1. Field of the Invention
The present invention relates to an autonomous voice quality responder operating automatically as a voice quality test response unit without any external I/O control.
2. Description of the Related Art
A voice quality test (VQT) unit provides test and analysis capabilities for voice quality on telephony networks. The VQT may use a perceptual speech distortion metric (PSDM) to effectively test voice response systems (VRS). The VQT unit automatically initiates an off-hook condition and dials a VRS phone number over a telephone line. At the dialed phone number the VRS answers the phone call and sends an initial voice prompt to the VQT unit. A signal generator on the VQT unit generates sequences of DTMF tones that progress through the VRS according to a task list. The VRS responds with voice prompts that are recorded by a signal recorder on the VQT unit.
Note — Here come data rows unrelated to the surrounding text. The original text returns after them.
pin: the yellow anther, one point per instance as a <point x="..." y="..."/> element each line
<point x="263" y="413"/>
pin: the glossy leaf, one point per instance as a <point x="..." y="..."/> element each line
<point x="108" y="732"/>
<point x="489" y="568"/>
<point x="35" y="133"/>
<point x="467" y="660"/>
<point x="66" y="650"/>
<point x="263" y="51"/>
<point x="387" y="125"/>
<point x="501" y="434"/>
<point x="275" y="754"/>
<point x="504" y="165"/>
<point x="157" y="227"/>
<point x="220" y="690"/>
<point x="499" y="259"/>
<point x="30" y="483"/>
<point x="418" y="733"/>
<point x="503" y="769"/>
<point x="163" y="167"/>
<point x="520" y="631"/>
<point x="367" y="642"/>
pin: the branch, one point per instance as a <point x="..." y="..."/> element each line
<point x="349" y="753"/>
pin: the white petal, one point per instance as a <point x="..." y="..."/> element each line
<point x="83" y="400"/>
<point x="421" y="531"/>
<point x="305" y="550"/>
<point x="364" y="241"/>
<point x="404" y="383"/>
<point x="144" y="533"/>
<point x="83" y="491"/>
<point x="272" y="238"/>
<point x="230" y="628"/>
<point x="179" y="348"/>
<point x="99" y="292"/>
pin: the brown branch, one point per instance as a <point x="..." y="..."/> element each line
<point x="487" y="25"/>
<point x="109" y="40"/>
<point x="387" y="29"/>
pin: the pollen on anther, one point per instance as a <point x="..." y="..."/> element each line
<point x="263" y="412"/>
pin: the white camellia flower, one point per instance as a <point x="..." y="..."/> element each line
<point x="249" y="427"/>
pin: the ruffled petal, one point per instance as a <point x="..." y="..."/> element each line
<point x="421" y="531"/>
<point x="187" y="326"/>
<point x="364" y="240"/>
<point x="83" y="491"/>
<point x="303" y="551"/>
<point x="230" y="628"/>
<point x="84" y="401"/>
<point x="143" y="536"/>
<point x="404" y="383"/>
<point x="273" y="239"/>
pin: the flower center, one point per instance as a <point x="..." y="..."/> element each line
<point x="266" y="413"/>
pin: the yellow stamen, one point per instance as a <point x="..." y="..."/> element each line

A telephone company central office generally includes various types of telecommunications equipment that are used to process calls routed through the central office. Examples of such telecommunications equipment include a local user switch, a host computer, the VQT, and a remotely controlled voice response unit (VRU). The calls routed through the central office may include voice signals routed between human users, data signals routed between machines (e.g., facsimile machines or computers), or voice/data signals routed between a human user and the VRU or the VQT.
In operation, the VQT transmits voice and/or data signals to the telecommunications equipment in such a manner as to simulate the calls that are typically routed through the central office. The VQT then detects and evaluates the response voice and/or data signals produced by the telecommunications equipment to determine if telephony systems are operating properly.
In one instance, a VQT server may be used to perform remote voice quality testing. The VQT server may be placed anywhere in the network at one location, for instance, Singapore, and another VQT server may be placed at another location, for instance, Denver, Colo. The VQT server may call itself, the VQT server can either make the call or accept the call. However, two VQT units are necessary to complete a point-to-point circuit where the endpoints are at a distance from each other, making the testing system very expensive. Typically, the VQT server uses a custom hardware depending on a type of interface using making the VQT server an expensive unit. The VRU, on the other hand, uses an off-the-shelf analog telephony card, thereby making the VRU a less expensive unit than the VQT and may be remotely controlled by an operator. The VRU includes two Ethernet cards, one allowing the VRU to be remotely controlled and the other Ethernet card to execute voice over IP calls.
Thus, to save costs, conventional systems would implement a VQT platform including the VQT server and one or two VRU units, which may be remotely controlled. Data obtained upon testing of the network, such as recording a voice stream between the VRU units, would be manually downloaded from the VRU units to the VQT server for analysis. However, at times, the telephony network to be tested would not be able to use the VRU unit as the network to be tested is in a foreign country, for instance, where a reliable Ethernet control connection is not available and the operator is unable to adequately control the VRU.
Accordingly, a VRU unit is needed that is low in cost and can effectively test a network without need of a manual control from the operator. Further, a VRU unit is needed that does not require a control connection so that the operator can control the VRU through a PC.